IV. BOZMA VE BOZMADAN SONRAKİ YARGILAMA SÜRECİ
A. Bozma Kararı
1. Mahkemenin yukarıda belirtilen kararına karşı süresi içinde, taraf vekilleri temyiz isteminde bulunmuştur.
2. Dairemizce yapılan inceleme sonucunda; mahallinde yapılan keşif sonucu İstanbul ili, Silivri ilçesi, ... Mahallesi 153 ada 8 parsel sayılı taşınmazın m² birim bedelinin belirlenmesinde bir isabetsizlik görülmediğini; ancak dava konusu taşınmazın kök parseli olan 1203 parsele yönelik olarak kamulaştırma tebligatının davacı ...’a 10.05.1986 tarihinde bizzat tebliğ edildiğinden, kamulaştırma krokisi dava konusu parsele uygulanarak, parselin kamulaştırma krokisi içerisinde bulunduğunun anlaşılması halinde babası ...’dan gelen payı yönünden davanın reddine karar verilmesi gerektiğinin düşünülmemesi, davacıların payları dosyada mevcut bilirkişi kurulu raporlarının hatalı olduğu gerekçesiyle mahkemece resen hesaplanmış ise de denetime esas olacak şekilde malik-muris-mirasçı pay oranları açıkca gösterilmeden bedele hükmedilmiş olması, dava konusu taşınmazın davacı payları oranında bedelinin toplam 1.774.542,47 TL olarak kabul edilmesine rağmen, taşınmazın tam paya göre belirlenen 1.957.536,00 TL bedelinin infazı zorlaştırıcı şekilde hüküm fıkrasına yazılmış olması, tapu kaydında yer alan haciz şerhinin hükmedilen bedele yansıtılmaması gerekçeleriyle hükmün bozulmasına karar verilmiştir.
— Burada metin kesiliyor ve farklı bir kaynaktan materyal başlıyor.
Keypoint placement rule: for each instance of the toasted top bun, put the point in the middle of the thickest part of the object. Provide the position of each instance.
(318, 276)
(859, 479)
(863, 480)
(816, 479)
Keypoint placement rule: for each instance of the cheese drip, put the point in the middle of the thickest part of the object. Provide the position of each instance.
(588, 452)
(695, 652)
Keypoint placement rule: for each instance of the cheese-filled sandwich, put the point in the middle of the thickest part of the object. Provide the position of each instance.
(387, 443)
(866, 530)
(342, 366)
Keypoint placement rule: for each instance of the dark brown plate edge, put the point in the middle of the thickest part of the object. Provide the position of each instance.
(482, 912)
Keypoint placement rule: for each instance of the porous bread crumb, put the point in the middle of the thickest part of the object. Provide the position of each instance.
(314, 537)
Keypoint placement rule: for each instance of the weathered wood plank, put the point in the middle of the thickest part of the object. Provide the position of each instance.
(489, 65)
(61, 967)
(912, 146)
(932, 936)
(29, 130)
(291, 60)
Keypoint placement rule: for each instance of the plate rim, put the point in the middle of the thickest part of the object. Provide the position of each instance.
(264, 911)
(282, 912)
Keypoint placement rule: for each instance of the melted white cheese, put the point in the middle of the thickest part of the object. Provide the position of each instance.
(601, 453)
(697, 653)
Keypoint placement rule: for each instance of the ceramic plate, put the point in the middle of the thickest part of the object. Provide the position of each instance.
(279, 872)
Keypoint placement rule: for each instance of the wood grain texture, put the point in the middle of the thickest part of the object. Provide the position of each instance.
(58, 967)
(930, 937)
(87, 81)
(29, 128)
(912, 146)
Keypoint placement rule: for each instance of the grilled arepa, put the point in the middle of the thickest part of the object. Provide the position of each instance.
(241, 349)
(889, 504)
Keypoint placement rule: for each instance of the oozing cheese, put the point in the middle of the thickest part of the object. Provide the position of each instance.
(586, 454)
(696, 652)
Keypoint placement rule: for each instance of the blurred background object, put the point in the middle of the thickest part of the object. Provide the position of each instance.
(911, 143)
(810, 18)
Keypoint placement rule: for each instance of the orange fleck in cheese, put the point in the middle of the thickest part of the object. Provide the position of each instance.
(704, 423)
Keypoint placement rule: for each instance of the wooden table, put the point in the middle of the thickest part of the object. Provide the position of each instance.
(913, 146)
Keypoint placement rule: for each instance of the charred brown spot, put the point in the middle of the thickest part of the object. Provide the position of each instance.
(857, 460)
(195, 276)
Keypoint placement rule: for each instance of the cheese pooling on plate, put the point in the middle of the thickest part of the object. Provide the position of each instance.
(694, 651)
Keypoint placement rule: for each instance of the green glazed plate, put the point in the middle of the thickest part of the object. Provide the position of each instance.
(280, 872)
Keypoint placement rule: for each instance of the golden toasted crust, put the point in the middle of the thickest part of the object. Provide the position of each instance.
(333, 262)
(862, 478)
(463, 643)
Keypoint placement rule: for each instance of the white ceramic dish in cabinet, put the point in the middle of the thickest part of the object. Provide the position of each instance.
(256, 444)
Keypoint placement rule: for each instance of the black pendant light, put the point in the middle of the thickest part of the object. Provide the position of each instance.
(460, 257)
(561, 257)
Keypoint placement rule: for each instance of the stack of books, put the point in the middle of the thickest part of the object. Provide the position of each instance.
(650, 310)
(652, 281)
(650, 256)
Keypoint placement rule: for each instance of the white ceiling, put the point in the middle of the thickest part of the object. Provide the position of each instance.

B. Mahkemece Bozmaya Uyularak Verilen Karar
Mahkemenin yukarıda belirtilen kararı ile bozma ilamına uyularak yapılan inceleme sonucunda davanın, bir kısım davacılar yönünden usulden reddine, bir kısım davacılar yönünden kabulüne karar verilmiştir.
V. TEMYİZ
A. Temyiz Yoluna Başvuranlar
Mahkemenin yukarıda belirtilen kararına karşı süresi içinde davalı idare vekili temyiz isteminde bulunmuştur.
B. Temyiz Sebepleri
Davalı idare vekili temyiz dilekçesinde özetle; kararın esas ve usul yönünden hukuka aykırı olduğunu, m² değerinin fahiş hesaplandığını ileri sürerek kararın bozulması istemi ile temyiz yoluna başvurmuştur.
C. Gerekçe
1. Uyuşmazlık ve Hukukî Nitelendirme
Uyuşmazlık, davacı tapu malikleri ile davalı idare arasındaki kamulaştırmasız el atılan taşınmazın değerinin biçilmesi istemine ilişkindir.
2. İlgili Hukuk
1. 6100 sayılı Kanun'un geçici 3 üncü maddesinin atfıyla 1086 sayılı Kanun'un 26.09.2004 tarihli ve 5236 sayılı Kanun'la yapılan değişiklikten önceki 427 ilâ 439 uncu maddeleri.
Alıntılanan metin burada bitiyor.